The Bishops on the Crisis

The bishops of both the Roman Catholic and the Episcopal Churches in the U.S. spoke out solemnly last week on the world crisis--responding to the fact that, as the Catholic statement put it, "Once again in our time the alarm bell is ringing in the night." Both statements were remarkably similar in content. Both offered a powerful endorsement of the United Nations - certainly the strongest yet given by the Catholic Church in the U.S.--and in consequence they also provided a powerful moral boost to the crucial work of U.N. Secretary General Dag Hammarskjold (see FOREIGN NEWS). Both statements also contained support for President Eisenhower's handling of the crisis.

Peace With Justice. Said the Roman Catholic bishops: "Every possible means consistent with Divine law and human dignity must be employed ... to avoid the final arbitrament of nuclear warfare. It has been the hope of mankind that a means adequate to the necessity might be found in the concert of the United Nations. This is neither the time nor the place to ... pass judgment on its achievements . . . The fact remains that it offers the only present promise we have for sustained peace in our time: peace with any approximation of justice . . . Worthy of highest praise are [the U.S. Government's] efforts, rising above considerations of party and politics, to bring the problems before the tribunal of the nations . . . Our President, indeed, has set a pattern of vigorous leadership, and has emphasized many of the points which have been dwelt upon by Pope Pius XII."

Said the Episcopal bishops: "Remember that in the Christian tradition, government, while it can be abused, is a divine ordinance . . . With all its inadequacies and imperfections, we believe that Christians are called to give their fullest support to the United Nations, the only semblance of world government we possess . . . We can support President Eisenhower and the decision of our Church tak en in convention after convention pledging full support to the United Nations."

Peace Without Despair. Other points made by the Episcopal bishops: Christians must keep the present "precarious alliance" of the free world together with "the deepest understanding and sympathy . . . We believe that unilateral action is dangerous and to be avoided, but let us face honestly, for example, what the United States would be tempted to do if our interest in the Panama Canal Zone were threatened." Christians must pray "for the men who have the decisions to make, for the people who will pay for these decisions with their lives . . . Pray regularly; pray with all your heart."

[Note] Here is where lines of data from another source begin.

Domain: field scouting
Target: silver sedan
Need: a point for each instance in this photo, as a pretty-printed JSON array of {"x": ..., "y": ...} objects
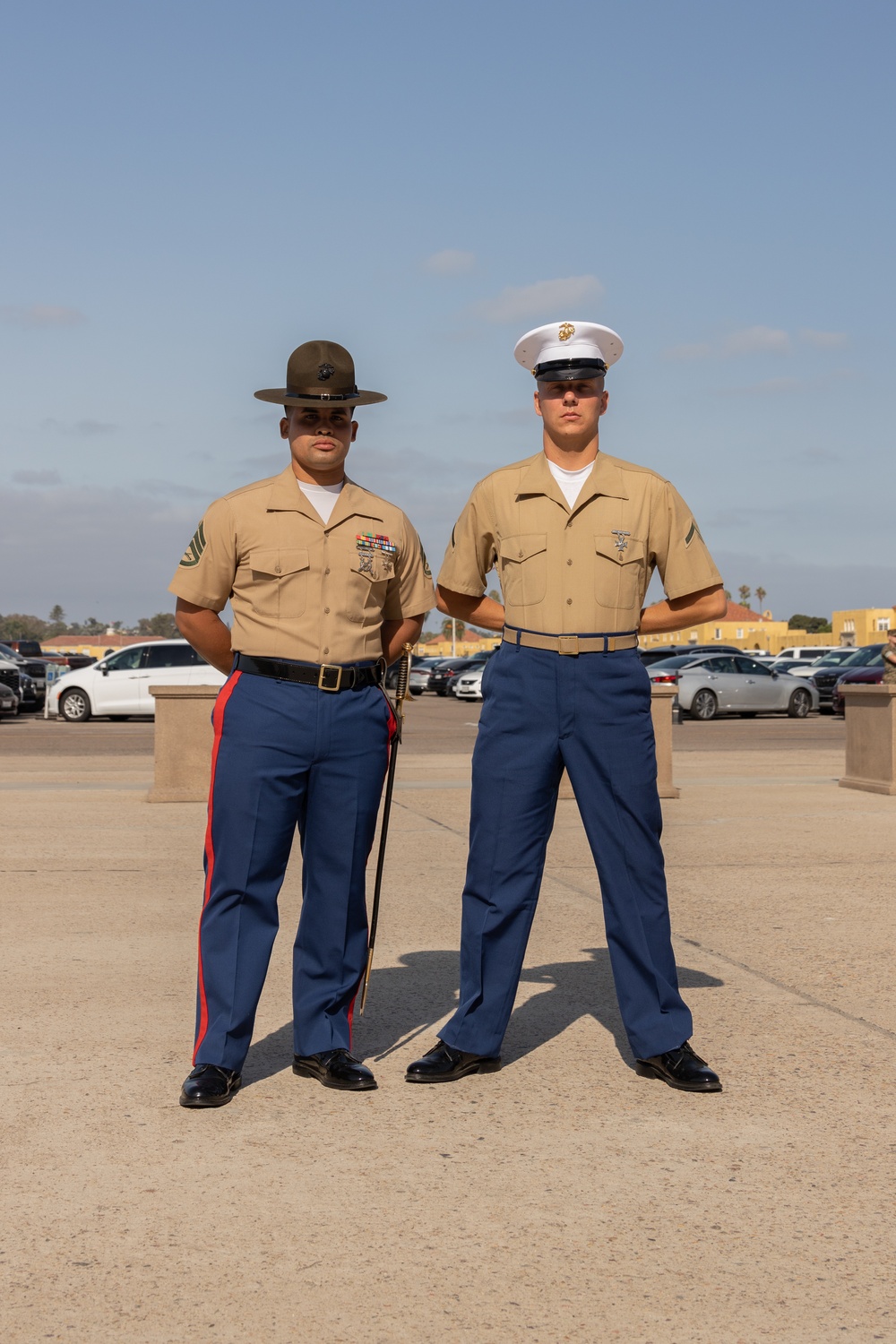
[{"x": 713, "y": 685}]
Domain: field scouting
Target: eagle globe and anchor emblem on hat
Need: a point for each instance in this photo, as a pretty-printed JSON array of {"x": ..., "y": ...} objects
[
  {"x": 565, "y": 352},
  {"x": 312, "y": 365}
]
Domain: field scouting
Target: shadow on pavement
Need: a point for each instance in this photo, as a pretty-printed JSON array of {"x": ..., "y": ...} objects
[{"x": 408, "y": 1002}]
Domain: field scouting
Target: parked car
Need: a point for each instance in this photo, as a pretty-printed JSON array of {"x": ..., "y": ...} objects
[
  {"x": 11, "y": 675},
  {"x": 441, "y": 675},
  {"x": 794, "y": 667},
  {"x": 468, "y": 683},
  {"x": 826, "y": 675},
  {"x": 8, "y": 699},
  {"x": 31, "y": 650},
  {"x": 419, "y": 677},
  {"x": 872, "y": 674},
  {"x": 734, "y": 685},
  {"x": 659, "y": 655},
  {"x": 807, "y": 650},
  {"x": 118, "y": 685},
  {"x": 34, "y": 669}
]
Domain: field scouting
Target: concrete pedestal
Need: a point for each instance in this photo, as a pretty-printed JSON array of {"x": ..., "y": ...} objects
[
  {"x": 871, "y": 738},
  {"x": 183, "y": 742},
  {"x": 661, "y": 698}
]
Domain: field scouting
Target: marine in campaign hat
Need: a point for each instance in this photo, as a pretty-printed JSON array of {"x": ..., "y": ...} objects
[
  {"x": 320, "y": 371},
  {"x": 327, "y": 583}
]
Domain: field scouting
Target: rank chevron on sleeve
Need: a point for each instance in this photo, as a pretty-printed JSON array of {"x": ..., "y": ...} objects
[{"x": 194, "y": 551}]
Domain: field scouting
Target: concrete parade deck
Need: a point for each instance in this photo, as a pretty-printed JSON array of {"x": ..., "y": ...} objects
[{"x": 560, "y": 1199}]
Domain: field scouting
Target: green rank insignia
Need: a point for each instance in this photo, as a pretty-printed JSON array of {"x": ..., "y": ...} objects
[{"x": 194, "y": 553}]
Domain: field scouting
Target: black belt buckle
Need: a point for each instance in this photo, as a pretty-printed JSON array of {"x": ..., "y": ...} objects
[{"x": 325, "y": 675}]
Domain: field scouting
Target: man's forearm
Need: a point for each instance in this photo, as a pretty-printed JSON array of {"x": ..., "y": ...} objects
[
  {"x": 207, "y": 633},
  {"x": 677, "y": 612},
  {"x": 473, "y": 610}
]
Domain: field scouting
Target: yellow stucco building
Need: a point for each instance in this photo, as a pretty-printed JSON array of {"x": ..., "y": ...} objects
[
  {"x": 745, "y": 629},
  {"x": 864, "y": 625}
]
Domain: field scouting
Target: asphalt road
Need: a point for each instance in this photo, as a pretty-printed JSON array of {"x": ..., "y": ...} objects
[{"x": 433, "y": 725}]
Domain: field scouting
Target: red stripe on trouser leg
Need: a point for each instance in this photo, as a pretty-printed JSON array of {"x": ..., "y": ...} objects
[
  {"x": 392, "y": 730},
  {"x": 218, "y": 723}
]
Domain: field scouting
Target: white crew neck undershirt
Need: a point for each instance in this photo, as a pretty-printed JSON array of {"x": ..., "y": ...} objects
[
  {"x": 570, "y": 483},
  {"x": 323, "y": 497}
]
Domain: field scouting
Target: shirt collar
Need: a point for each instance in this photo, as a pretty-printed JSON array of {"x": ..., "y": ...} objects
[
  {"x": 605, "y": 478},
  {"x": 285, "y": 496}
]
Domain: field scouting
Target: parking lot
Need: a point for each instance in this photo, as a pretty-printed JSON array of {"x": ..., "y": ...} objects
[
  {"x": 433, "y": 725},
  {"x": 519, "y": 1206}
]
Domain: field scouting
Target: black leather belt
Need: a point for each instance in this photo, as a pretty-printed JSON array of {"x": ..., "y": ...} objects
[{"x": 325, "y": 676}]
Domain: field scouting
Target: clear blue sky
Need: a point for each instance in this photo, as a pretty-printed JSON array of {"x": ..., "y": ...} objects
[{"x": 191, "y": 190}]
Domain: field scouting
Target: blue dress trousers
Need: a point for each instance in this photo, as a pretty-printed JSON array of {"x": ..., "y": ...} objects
[
  {"x": 288, "y": 755},
  {"x": 591, "y": 714}
]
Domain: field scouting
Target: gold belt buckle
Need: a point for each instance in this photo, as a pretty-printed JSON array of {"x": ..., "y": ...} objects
[{"x": 322, "y": 676}]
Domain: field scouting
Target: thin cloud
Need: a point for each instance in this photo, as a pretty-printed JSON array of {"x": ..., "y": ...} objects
[
  {"x": 823, "y": 340},
  {"x": 547, "y": 297},
  {"x": 37, "y": 478},
  {"x": 700, "y": 349},
  {"x": 817, "y": 456},
  {"x": 169, "y": 489},
  {"x": 83, "y": 429},
  {"x": 452, "y": 261},
  {"x": 40, "y": 314},
  {"x": 751, "y": 340},
  {"x": 767, "y": 387},
  {"x": 756, "y": 340}
]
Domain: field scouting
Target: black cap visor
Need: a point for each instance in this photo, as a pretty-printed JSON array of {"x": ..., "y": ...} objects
[{"x": 570, "y": 370}]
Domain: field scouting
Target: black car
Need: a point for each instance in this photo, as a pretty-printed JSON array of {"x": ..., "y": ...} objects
[
  {"x": 34, "y": 679},
  {"x": 654, "y": 653},
  {"x": 444, "y": 675},
  {"x": 828, "y": 676}
]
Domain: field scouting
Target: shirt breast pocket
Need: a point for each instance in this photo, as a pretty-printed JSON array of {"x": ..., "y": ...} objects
[
  {"x": 370, "y": 573},
  {"x": 524, "y": 567},
  {"x": 619, "y": 573},
  {"x": 280, "y": 581}
]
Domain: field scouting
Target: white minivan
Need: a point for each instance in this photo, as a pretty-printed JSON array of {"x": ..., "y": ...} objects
[{"x": 118, "y": 685}]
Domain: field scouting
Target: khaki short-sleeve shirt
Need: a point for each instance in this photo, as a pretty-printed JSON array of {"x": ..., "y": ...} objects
[
  {"x": 301, "y": 588},
  {"x": 582, "y": 570}
]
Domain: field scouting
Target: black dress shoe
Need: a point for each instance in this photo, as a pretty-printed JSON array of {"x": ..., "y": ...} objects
[
  {"x": 209, "y": 1086},
  {"x": 335, "y": 1069},
  {"x": 680, "y": 1069},
  {"x": 444, "y": 1064}
]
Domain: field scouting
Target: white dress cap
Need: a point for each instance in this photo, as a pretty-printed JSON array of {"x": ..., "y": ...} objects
[{"x": 567, "y": 343}]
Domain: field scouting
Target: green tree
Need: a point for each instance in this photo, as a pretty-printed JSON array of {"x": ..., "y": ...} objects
[
  {"x": 18, "y": 626},
  {"x": 810, "y": 624},
  {"x": 163, "y": 623},
  {"x": 56, "y": 623},
  {"x": 446, "y": 628}
]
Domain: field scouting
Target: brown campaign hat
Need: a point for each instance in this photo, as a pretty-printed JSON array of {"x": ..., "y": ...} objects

Other points made by the Catholic bishops: "We echo [Pope Pius'] burning reproof of those who have dared to unleash the hounds of war . . . With him we plead for a renewal of that basic sanity among men and nations which will establish peace upon its only enduring foundations of justice and charity. With him we urge upon the world not the counsels of despair which would describe the situation as beyond salvation . . . Foremost, inevitably, in our thinking are the heroic people of Hungary. For centuries they have been a bastion of Christendom against the outer perils . . . Now again they have received the full brunt of a calculated fury and have written a matchless chapter in the annals of freedom."